Uit de successcore van 51% blijkt dat de UPO een lastig document is. “Drie medicijnenbijsluiters, een genre dat toch ook geen eenvoudige reputatie heeft, scoren in soortgelijk opgezet onderzoek op successcores tussen de 65% en 74% (Lentz & Pander Maat 2011). Het verschil tussen UPO’s en bijsluiters ligt vooral in de begripsscore: die is in bijsluiters namelijk tussen de 86% en 94%. De financiële materie en de vaak complexe combinaties van kenmerken in scenario’s in UPO’s blijkt moeilijker te zijn dan informatie over bijwerkingen, doseren en innemen van geneesmiddelen.”

Het valt op dat pensioenkennis geen bijdrage levert aan het vinden en begrijpen van UPO-informatie.

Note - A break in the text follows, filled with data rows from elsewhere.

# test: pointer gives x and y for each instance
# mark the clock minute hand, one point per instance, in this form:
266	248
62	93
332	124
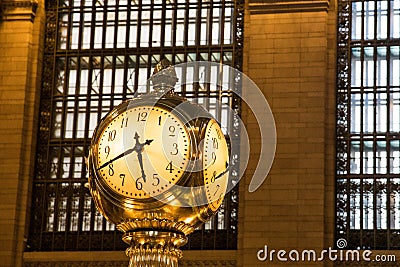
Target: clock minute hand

Het ontbreken van een dergelijk verband is in die zin geruststellend, dat er geen vicieuze cirkel ontstaat in pensioencommunicatie. Minder geruststellend is dat opleiding (vinden en begrijpen) en woordenschat (begrijpen) een behoorlijke invloed uitoefenen. Het huidige UPO doet een beroep op algemene informatieverwerkingsvaardigheden, die we globaal als ‘geletterdheid’ zouden kunnen omschrijven. Om te beginnen is er een bepaalde navigatievaardigheid nodig om informatie te vinden; deze vaardigheid hebben we alleen indirect vastgesteld via het opleidingsniveau. Daarnaast komen er talige vaardigheden in het spel bij het daadwerkelijk interpreteren van tekstpassages; die vaardigheid is hier grof geschat met behulp van een woordenschattoets. Hoe dan ook, het UPO is dus moeilijker voor minder geletterde lezers en lager opgeleide lezers, wat de informatieachterstand van deze groepen verder zou kunnen vergroten.

Niet méér B1

“Er is een duidelijke relatie zichtbaar met opleiding en woordenschat. Pensioenkennis lijkt geen positieve bijdrage te leveren aan UPO-begrip. Winst is ook dat er nu instrumenten beschikbaar zijn waarmee we woordenschat en pensioenkennis op een betrouwbare manier kunnen meten. Dat woordenschat een bijdrage levert aan het begrip van UPO is misschien geen verrassing: voor elke tekst die boven het niveau van de roddelrubriek in de krant uitgaat heb je nu eenmaal een bepaald niveau van geletterdheid nodig. Van belang is dat onze test geen pensioenwoorden bevatte. Het gaat hier dus om een meer algemene vorm van geletterdheid die bijdraagt aan UPO-begrip. Misschien zou het begrip van het UPO verder omhoog kunnen als het document nog eens grondig geanalyseerd en vervolgens gereviseerd zou worden op woordmoeilijkheid en andere tekstkenmerken die een beroep doen op de taalvaardigheid van de lezer. Daar zijn tegenwoordig geavanceerde technieken voor beschikbaar die veel verder gaan dan het ook in pensioenland populaire maar weinig verantwoorde credo van B1.”